Tuesday, November 13, 2012

Fall Clean-up in the garden


The last week I've been concentrating on Fall clean up in the garden. It is kind of sad pulling up dead and dying annual flowers, removing the moon flower vine from the arbor, and cutting back an overgrown vine. Fall garden chores also included relocating my limelight hydrangea, and planting 3 azaleas purchased earlier this year. I also started a new compost pile in one of my 2 compost bins.


There are many pretty colors provided by the maples, blueberries, crape myrtles, dogwoods and Virginia Sweetspire as I work in the garden. When the leaves fall they need raking, unless like me you put down a pre-emergent. Raking can break the weed-shield provided by the pre-emergent. My husband mulched and bagged the leaves so I could add them to the compost pile I started. In a compost pile, the natural process of decomposition is sped up and you are left with a rich form of organic matter for your flower bed or vegetable patch. Compost also helps soil retain water.


In fact, autumn is a great time to make compost since there is a good mix of leaves, some spent plants and grass clippings.

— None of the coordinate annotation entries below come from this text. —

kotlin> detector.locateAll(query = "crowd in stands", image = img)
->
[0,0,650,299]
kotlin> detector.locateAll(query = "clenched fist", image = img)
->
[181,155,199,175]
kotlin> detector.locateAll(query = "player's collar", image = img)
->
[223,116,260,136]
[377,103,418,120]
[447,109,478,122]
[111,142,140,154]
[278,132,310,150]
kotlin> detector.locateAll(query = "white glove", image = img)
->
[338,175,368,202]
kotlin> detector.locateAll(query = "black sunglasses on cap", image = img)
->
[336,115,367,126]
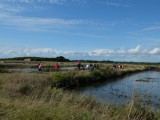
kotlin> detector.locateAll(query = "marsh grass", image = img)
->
[0,69,160,120]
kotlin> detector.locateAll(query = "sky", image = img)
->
[0,0,160,62]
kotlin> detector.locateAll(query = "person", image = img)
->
[38,62,42,74]
[54,63,59,71]
[77,61,81,70]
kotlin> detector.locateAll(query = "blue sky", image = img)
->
[0,0,160,62]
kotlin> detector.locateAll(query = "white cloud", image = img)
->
[90,49,114,56]
[0,13,85,31]
[140,26,160,32]
[0,45,160,62]
[117,48,126,54]
[128,45,141,54]
[149,48,160,55]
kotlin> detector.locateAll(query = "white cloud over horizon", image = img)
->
[0,45,160,62]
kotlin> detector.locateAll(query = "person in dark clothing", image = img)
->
[77,61,81,70]
[38,62,42,74]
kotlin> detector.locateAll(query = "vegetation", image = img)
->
[2,56,70,62]
[0,73,160,120]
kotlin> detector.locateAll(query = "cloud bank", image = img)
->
[0,45,160,62]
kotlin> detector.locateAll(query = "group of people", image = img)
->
[113,64,124,69]
[38,61,98,73]
[77,61,98,70]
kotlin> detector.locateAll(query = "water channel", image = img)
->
[75,71,160,108]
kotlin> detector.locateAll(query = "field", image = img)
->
[0,62,160,120]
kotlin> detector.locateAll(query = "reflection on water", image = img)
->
[76,71,160,106]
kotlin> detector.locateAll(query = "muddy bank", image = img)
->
[48,67,159,88]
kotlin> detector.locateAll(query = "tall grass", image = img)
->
[0,71,160,120]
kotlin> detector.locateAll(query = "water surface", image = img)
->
[76,71,160,106]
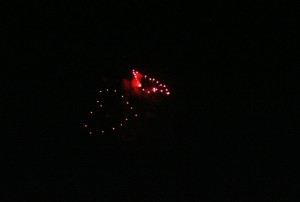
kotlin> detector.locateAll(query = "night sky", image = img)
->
[0,1,300,201]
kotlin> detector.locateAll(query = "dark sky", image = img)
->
[0,1,299,201]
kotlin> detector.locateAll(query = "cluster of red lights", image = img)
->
[84,70,170,134]
[84,89,138,134]
[132,69,170,95]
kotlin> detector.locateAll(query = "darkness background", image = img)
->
[0,1,299,201]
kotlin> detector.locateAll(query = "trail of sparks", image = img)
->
[84,69,170,135]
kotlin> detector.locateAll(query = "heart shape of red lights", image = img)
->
[84,70,170,135]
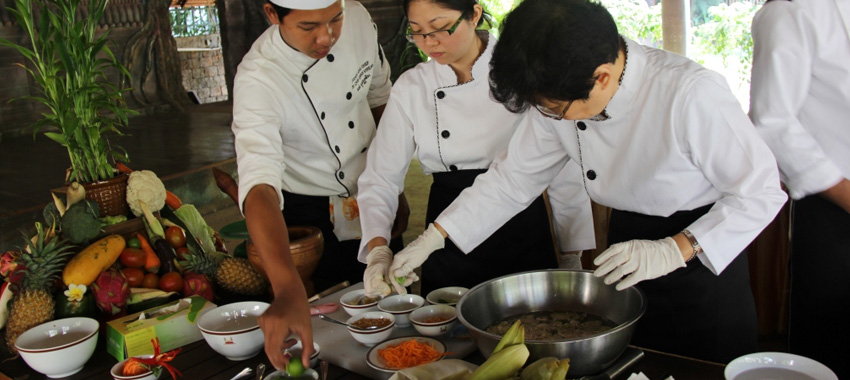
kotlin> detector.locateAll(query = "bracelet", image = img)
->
[682,228,702,263]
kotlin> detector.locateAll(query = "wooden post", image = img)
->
[661,0,691,55]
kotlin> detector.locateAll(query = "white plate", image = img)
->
[263,368,319,380]
[366,336,446,372]
[724,352,838,380]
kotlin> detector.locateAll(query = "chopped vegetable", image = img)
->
[378,339,448,369]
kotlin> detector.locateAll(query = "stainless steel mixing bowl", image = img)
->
[457,269,646,378]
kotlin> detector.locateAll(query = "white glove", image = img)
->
[363,245,393,297]
[558,251,582,270]
[390,223,446,294]
[593,237,685,290]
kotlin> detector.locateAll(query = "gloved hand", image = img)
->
[593,237,685,290]
[558,251,582,270]
[363,245,393,297]
[390,223,446,294]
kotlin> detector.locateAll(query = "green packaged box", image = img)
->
[106,296,216,361]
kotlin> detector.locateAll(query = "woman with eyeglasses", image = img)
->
[390,0,787,363]
[358,0,595,295]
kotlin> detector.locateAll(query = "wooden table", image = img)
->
[0,340,725,380]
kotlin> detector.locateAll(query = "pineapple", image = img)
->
[6,222,74,353]
[215,257,266,295]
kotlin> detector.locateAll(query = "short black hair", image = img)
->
[401,0,492,27]
[490,0,620,113]
[267,1,291,22]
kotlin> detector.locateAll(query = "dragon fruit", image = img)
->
[91,269,130,315]
[183,272,213,302]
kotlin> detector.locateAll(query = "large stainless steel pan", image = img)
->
[457,269,646,378]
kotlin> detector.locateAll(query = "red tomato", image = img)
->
[174,246,189,260]
[142,273,159,289]
[121,268,145,288]
[159,272,183,292]
[165,226,186,248]
[118,247,146,268]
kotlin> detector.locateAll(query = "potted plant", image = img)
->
[0,0,134,215]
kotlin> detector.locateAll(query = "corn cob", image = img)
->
[519,356,570,380]
[493,319,525,354]
[466,343,529,380]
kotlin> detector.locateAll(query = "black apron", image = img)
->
[608,205,758,363]
[788,195,850,379]
[283,191,404,292]
[421,170,558,294]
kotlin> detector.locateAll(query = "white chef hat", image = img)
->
[269,0,337,10]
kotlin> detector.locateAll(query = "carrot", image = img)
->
[115,162,133,173]
[165,190,183,210]
[136,233,160,273]
[378,339,449,369]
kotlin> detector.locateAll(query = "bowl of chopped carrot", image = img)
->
[410,305,457,336]
[366,336,450,372]
[346,311,395,347]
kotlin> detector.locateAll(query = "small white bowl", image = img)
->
[288,340,322,368]
[264,368,319,380]
[15,317,100,378]
[410,305,457,336]
[198,301,269,361]
[425,286,469,306]
[339,289,378,317]
[345,311,396,347]
[378,294,425,327]
[109,355,159,380]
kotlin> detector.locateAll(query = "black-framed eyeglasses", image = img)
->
[534,100,574,120]
[404,12,466,43]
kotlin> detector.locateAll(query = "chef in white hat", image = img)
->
[232,0,407,368]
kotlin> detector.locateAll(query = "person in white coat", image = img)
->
[390,0,787,363]
[750,0,850,379]
[232,0,406,368]
[358,0,595,295]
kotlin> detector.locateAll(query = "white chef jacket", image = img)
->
[436,40,787,274]
[358,32,595,262]
[750,0,850,199]
[232,0,391,214]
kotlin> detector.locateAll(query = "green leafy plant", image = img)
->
[0,0,134,183]
[692,2,759,88]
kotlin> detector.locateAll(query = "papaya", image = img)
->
[62,235,127,286]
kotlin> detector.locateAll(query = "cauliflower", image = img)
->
[127,170,165,216]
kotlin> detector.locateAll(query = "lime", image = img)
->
[286,358,304,377]
[127,237,142,248]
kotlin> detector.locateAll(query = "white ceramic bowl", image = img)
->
[15,317,100,378]
[425,286,469,306]
[109,355,159,380]
[345,311,396,347]
[264,368,319,380]
[723,352,838,380]
[410,305,457,336]
[339,289,378,317]
[378,294,425,327]
[289,340,322,368]
[198,301,269,361]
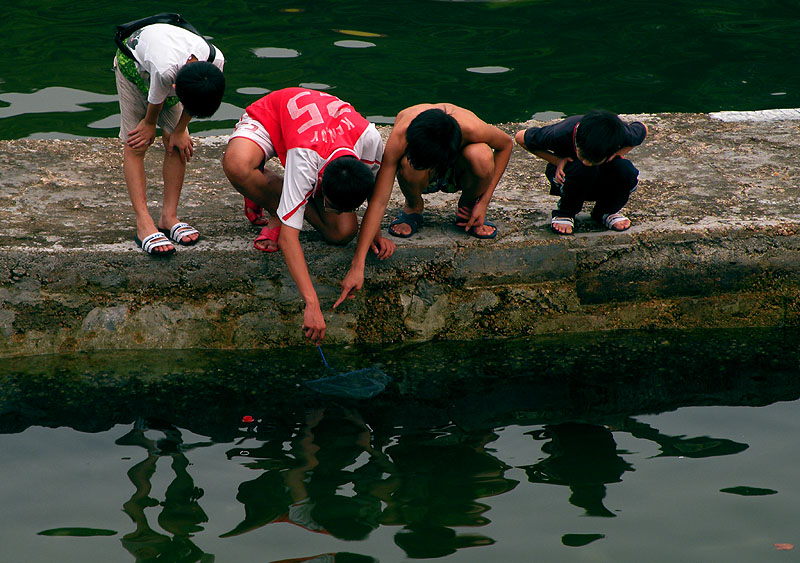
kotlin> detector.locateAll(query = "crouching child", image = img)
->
[514,110,647,235]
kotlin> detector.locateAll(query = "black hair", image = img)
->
[575,109,625,163]
[175,61,225,117]
[406,109,462,176]
[322,155,375,212]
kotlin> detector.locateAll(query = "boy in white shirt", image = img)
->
[114,23,225,256]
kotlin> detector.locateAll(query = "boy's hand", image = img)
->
[371,233,397,260]
[126,120,156,149]
[555,157,572,184]
[167,129,194,164]
[456,199,488,231]
[303,305,325,344]
[333,268,364,309]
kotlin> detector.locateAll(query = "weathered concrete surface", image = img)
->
[0,114,800,356]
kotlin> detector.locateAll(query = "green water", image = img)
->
[0,329,800,563]
[0,0,800,139]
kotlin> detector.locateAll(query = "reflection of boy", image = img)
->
[114,24,225,256]
[515,110,647,235]
[222,88,394,342]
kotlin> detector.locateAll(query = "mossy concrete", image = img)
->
[0,114,800,356]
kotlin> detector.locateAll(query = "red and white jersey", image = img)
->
[246,88,383,229]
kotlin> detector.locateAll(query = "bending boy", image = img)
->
[222,88,395,342]
[514,110,647,235]
[114,23,225,256]
[334,103,514,307]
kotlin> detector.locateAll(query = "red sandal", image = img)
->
[244,198,269,226]
[253,225,281,252]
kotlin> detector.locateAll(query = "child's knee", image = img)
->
[461,143,494,178]
[222,151,250,186]
[514,129,528,150]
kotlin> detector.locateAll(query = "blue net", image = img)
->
[304,367,392,399]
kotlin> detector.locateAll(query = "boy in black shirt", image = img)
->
[514,110,647,235]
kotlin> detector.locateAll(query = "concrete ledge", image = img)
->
[0,114,800,356]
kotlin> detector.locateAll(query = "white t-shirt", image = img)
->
[126,23,225,104]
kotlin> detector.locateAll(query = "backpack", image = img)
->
[114,12,217,62]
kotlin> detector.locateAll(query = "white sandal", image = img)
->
[550,217,575,235]
[603,213,631,232]
[159,223,200,246]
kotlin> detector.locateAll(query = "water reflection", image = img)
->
[6,330,800,562]
[0,86,117,119]
[524,422,633,517]
[115,419,213,563]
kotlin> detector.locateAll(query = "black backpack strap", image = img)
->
[114,12,217,62]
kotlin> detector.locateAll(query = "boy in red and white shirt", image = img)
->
[222,88,395,342]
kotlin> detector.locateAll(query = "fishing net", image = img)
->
[304,367,392,399]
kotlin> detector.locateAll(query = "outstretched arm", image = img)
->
[456,122,514,231]
[333,132,405,308]
[278,225,325,344]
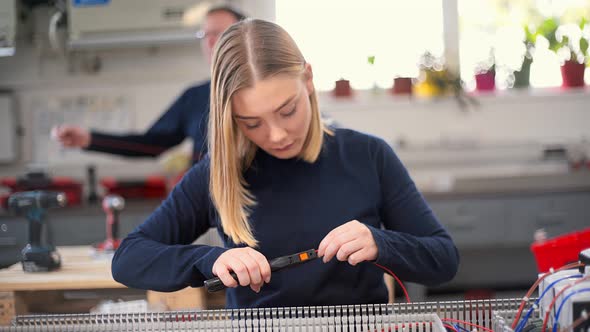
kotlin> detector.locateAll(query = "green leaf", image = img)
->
[537,17,563,52]
[579,17,588,30]
[580,38,588,56]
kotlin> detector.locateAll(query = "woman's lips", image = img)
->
[273,142,295,151]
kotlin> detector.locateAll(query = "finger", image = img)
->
[213,264,238,288]
[323,232,356,263]
[318,224,347,257]
[240,252,262,286]
[227,256,250,286]
[336,239,364,262]
[348,248,369,266]
[248,250,272,284]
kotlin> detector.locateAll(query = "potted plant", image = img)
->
[561,19,588,88]
[475,49,496,91]
[537,18,588,88]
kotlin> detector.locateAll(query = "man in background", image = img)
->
[51,6,245,163]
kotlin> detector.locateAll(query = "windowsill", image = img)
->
[319,85,590,111]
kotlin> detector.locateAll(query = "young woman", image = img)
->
[112,20,459,308]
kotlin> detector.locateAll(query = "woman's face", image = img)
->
[232,65,313,159]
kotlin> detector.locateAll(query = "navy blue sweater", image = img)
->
[112,129,459,308]
[86,81,210,162]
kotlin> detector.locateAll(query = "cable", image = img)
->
[453,324,471,332]
[315,249,412,303]
[553,288,590,332]
[441,318,494,332]
[373,263,412,303]
[512,262,583,330]
[514,274,582,332]
[443,324,462,332]
[562,310,590,331]
[541,276,590,332]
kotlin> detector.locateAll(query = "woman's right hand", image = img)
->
[212,247,271,293]
[51,125,90,148]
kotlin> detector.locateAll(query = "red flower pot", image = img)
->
[475,71,496,91]
[561,60,586,88]
[333,80,352,97]
[391,77,412,95]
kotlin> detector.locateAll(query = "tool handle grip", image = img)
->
[205,272,238,293]
[205,249,318,293]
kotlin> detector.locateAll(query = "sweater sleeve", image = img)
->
[112,159,226,291]
[86,90,191,157]
[370,140,459,285]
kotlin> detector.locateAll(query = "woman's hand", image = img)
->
[212,247,271,293]
[51,125,90,148]
[318,220,379,266]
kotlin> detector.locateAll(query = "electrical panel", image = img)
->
[0,0,16,56]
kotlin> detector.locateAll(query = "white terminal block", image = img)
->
[539,269,580,315]
[547,279,590,330]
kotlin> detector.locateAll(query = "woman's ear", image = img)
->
[304,63,315,95]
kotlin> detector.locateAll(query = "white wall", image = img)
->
[0,0,590,183]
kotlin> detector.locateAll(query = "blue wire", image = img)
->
[553,288,590,332]
[514,274,582,332]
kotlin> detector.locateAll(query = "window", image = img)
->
[275,0,590,90]
[458,0,590,88]
[276,0,444,90]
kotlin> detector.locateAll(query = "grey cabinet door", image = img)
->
[430,199,506,247]
[506,192,590,245]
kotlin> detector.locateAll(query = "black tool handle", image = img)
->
[205,249,318,293]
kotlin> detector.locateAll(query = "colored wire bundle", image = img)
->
[512,262,582,330]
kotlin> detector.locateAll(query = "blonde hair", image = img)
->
[208,19,331,247]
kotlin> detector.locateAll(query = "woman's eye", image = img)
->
[245,122,260,129]
[281,107,297,117]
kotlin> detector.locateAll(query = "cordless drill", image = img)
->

This means you will have a combination of carbon (leaves and other “brown” material) and nitrogen (grass clippings and other “green” material), which produces compost quickly. Keep the pile moist and turn it often, and you will have compost to use in your garden come spring. Or just leave it alone to decompose slowly.Don't compost any diseased plant material.


Some of my garden clean up will go on a brush pile. It will provide winter quarters for lizards, frogs, toads and small mammals such as chipmunks and rabbits, as well as bumblebees and other native bees. The leaves and other dead vegetation are like a “down comforter” for winter wildlife. You can Start your own brush pile with a layer of loosely stacked or crisscrossed branches, and add stalks and leaves on top.


When autumn approaches, I stop removing some spent flowers and let them to go to seed and only remove diseased plant parts and leave the rest standing in some areas of the garden. I don't like the sight of brown stems but like to leave some of them as cozy winter nests for wildlife. Lady beetles, butterflies and other insects will bed down among the stalks during the cold season. Siskins and other birds will dine on the seeds of sunflowers, cone flowers, grasses and other plants.


Using these clean up ideas will not only produce less of the waste clogging up landfills, you also will protect your plants and enrich your soil, while providing a winter welcome mat for wildlife.